Does it really matter whether these accounts are fake or genuine? Either way, the content is worthless.
Worthless to you and me, yes. But we all know people that get, read and respond to dozens of tweets every day.
It matters because the advertisers are paying for eyeballs on their content. 10 million views by real people are much more valuable than 1 million views. Don’t you get that?
Yes it is relevant, because the entire journalism industry feeds off twitter
Yes, that is also stupid, but it is the way it is… which is why it does matter if there are fake voices twisting the conversation.
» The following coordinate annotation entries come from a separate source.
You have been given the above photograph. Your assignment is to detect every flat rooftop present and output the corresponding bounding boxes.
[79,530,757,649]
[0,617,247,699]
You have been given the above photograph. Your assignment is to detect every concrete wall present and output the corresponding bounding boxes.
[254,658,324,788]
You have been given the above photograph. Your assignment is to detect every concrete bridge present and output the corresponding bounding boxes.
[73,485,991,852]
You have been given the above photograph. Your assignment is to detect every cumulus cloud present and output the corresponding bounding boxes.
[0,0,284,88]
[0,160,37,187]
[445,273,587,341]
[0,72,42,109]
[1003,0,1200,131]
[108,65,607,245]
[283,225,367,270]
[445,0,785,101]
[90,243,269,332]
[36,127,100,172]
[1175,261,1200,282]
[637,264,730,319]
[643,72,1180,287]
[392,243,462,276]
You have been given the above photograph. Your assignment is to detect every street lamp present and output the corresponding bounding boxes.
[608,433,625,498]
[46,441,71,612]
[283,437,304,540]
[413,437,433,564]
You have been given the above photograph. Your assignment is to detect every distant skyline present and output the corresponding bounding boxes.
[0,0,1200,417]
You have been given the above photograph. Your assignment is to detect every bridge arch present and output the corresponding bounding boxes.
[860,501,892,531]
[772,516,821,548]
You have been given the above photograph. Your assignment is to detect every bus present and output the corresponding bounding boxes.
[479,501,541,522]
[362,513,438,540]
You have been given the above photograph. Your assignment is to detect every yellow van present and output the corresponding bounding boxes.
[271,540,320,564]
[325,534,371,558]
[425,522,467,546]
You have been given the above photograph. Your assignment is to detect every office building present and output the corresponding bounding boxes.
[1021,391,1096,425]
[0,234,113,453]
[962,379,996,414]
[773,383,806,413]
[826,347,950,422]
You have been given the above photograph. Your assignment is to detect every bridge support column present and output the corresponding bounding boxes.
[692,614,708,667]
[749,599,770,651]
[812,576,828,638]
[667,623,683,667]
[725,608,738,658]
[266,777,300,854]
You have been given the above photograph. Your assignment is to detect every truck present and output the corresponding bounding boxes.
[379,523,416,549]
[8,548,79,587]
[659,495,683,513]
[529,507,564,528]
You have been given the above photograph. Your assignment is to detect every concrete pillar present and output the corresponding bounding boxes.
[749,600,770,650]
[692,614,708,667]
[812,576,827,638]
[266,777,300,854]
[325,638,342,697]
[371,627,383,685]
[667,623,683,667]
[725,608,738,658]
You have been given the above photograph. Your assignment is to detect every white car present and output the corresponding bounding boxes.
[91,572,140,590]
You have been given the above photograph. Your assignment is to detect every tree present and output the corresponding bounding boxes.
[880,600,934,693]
Wait! What? To my knowledge Twitter has no integrity…it authors nothing, creates nothing, contributes nothing. It simply has the power to decide who gets to post and not post, and has done a very poor job of displaying any type of integrity in that regard.
The same can be said of prestige. Twitter itself has no prestige. It depends on the prestige of its “tweeters” for that. And given that the vast majority are totally unknown, a significant number of them are trolls, and (if Musk is right) many, if not a majority are “bots” and not actual people, what prestige does Twitter actually have?
It seems to me the world is watching this with a largely bemused attitude, anticipating the inevitable bust of something that was hyped to have incredible substance but everyone knows has no substance at all. We’re all standing off, observing a slow motion train wreck in process. It is entertainment at best. It is definitely not news.
They’re both getting what they deserve. Musk is a showman who flouts SEC at every turn. Twitter is a cesspool that the world would be better off without. That’s why it’s hilarious watching supposedly smart people wrangle with the question Musk begged: How much is Twitter worth? Turns out… nobody can find out what value it really offers to society. In the hysterical claim that it’s the last best hope for a digital town square, all of Twitter’s competitors who actually stand up for free speech (most notably Gab) are standing off to the side chuckling, wondering when everyone else will wake up from their Stockholm Syndrome.
I’ve wondered if this, like that weird exercise awhile back wherein Musk left it up to a twit-vote whether or not he sold a significant chunk of Tesla stock, weren’t both clever ways to allow him to sell some of his stock without driving it’s price down in the process.
In addition to showing he can do what he likes, as the author points out, Musk also reveals the base motives of the woke corporate and media elites behind their sanctimonious smokescreens.